By Miracle Nwankwo
“I realised if I became a doctor, I could treat a few patients. If I focused on how to create models to allow patients access to care, I would have the greatest impact.”
Those were the words of a wise African entrepreneur who decided a long time ago to change the health system in Africa for the better.
Gregory Rockson moved to the United States in his late teens for education purposes. As a young child, he had always wanted to study medicine and become a medical doctor, but his desire to solve some detrimental health issues in his country, Ghana caused Gregory to move to a pharmacy.
As a child, he suffered thoracic scoliosis, which required a particular kind of medication to keep him well but often times his parent would return from the pharmacy frustrated, because of their inability to get the drug. Africa is faced with the predominant problem of “stock-outs” of drugs and high prices even when they are available, which is a breach to wider access to drugs across the continent.
For this reason, Gregory took a stance to change this narrative and secure a better future for Africa’s unborn.
Although he had a vision, he was still not sure about how he wanted to go about it until he came across a documentary on substandard and fake medicines, in his final year as an undergraduate. That was the episode of his life that launched him into fulfilling his dreams.
In 2013, Gregory formed mPharma, a health-tech startup on a mission to significantly improve the efficiency of pharmaceutical supply chains in African countries. Its proprietary means of supply is done via Vendor Management Inventory (VMI) system which is already being used in over 250 pharmacies in Ghana, Nigeria, Zambia and Zimbabwe. This health-tech startup operates differently, which is; stocking pharmacy shelves without demanding any upfront payment. Also, lower prices are obtainable through collective bargaining from their network.
Last year, while mPharma was only six years old, it sealed a deal with Haltons, Kenya’s second-largest pharmacy chain, to buy the company and enter into the East African regional market. The deal secured 20 Haltons stores which are spread across Kenya’s capital city, Nairobi and the second most populated coastal city of Mombasa.

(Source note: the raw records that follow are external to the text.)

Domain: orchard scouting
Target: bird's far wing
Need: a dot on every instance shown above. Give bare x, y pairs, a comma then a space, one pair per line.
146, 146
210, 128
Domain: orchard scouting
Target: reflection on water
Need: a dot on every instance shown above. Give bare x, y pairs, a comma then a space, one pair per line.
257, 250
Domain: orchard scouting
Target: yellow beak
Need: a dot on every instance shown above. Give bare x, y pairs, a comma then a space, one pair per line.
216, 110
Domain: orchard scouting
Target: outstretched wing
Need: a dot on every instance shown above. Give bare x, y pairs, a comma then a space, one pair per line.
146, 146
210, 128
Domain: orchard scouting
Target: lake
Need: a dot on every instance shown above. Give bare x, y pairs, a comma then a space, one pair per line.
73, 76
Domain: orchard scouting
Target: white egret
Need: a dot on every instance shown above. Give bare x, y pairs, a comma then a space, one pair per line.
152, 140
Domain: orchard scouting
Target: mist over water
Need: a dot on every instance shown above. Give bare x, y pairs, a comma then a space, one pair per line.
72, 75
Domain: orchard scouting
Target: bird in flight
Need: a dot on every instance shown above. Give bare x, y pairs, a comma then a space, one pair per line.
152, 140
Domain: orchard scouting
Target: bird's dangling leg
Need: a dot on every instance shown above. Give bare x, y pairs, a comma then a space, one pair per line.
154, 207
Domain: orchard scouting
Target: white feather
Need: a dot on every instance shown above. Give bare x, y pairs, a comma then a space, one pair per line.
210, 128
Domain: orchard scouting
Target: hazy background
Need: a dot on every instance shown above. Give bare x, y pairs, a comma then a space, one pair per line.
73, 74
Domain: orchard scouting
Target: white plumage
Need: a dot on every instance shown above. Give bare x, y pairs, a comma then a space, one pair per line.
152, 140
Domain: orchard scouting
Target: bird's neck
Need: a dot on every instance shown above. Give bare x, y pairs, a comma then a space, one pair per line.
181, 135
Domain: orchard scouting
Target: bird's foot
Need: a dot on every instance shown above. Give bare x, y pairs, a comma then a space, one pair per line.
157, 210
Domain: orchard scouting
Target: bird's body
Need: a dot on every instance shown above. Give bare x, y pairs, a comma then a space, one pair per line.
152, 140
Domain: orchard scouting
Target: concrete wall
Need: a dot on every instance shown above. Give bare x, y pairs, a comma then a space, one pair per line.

The health-tech startup has been focused on expanding its VMI and QualityRx platforms to over 14,000 community pharmacies in Ghana, Nigeria and Kenya. Using those platforms to leverage more market power with pharmaceutical companies and also use its “‘just-in-time” inventory management to lower prices for its retail customers.
Contribution towards Covid-19
mPharma entered into a partnership with Standard Chartered Bank, to stop the spread of Covid-19 through the provision of the Kumasi Centre for Collaborative Research in Tropical Medicine (KCCR). As such, a portable Polymerase Chain Reaction (PCR) equipment was donated by the bank while diagnostic, extraction kits and tubes were donated by mPharma, to assist in conducting widespread testing and detection of Covid-19.
Prior to the donation, Gregory had announced in a tweet that mPharm plans to equip and re-purpose private labs into Covid-19 testing centres. According to Gregory, the programme would start from Ghana and then expand to Nigeria, Kenya, and Zambia.
The startup also disclosed in a newsletter that it is also working with the Red Cross to set up testing Centres in “fragile” countries starting in Zimbabwe.
Mid last year, mPharma was named as one of five winners of the 2019 Skoll Awards for Social Entrepreneurship.
According to reports, business information platform Crunchbase estimates that mPharma has raised a total of $38.3-million in funding since its launch.
Recognizing the impact of mPharma in Africa, through innovations that have helped over 300,000 patients make savings on high-quality medicines, and many more, Gregory Rockson is a model and example too much African youth.
Therefore it is safe to say that Africa is a work in progress and the continent requires all hands on deck to secure the future that we picture.
Like Gregory Rockson; “We’re building an Africa that’s in good health.”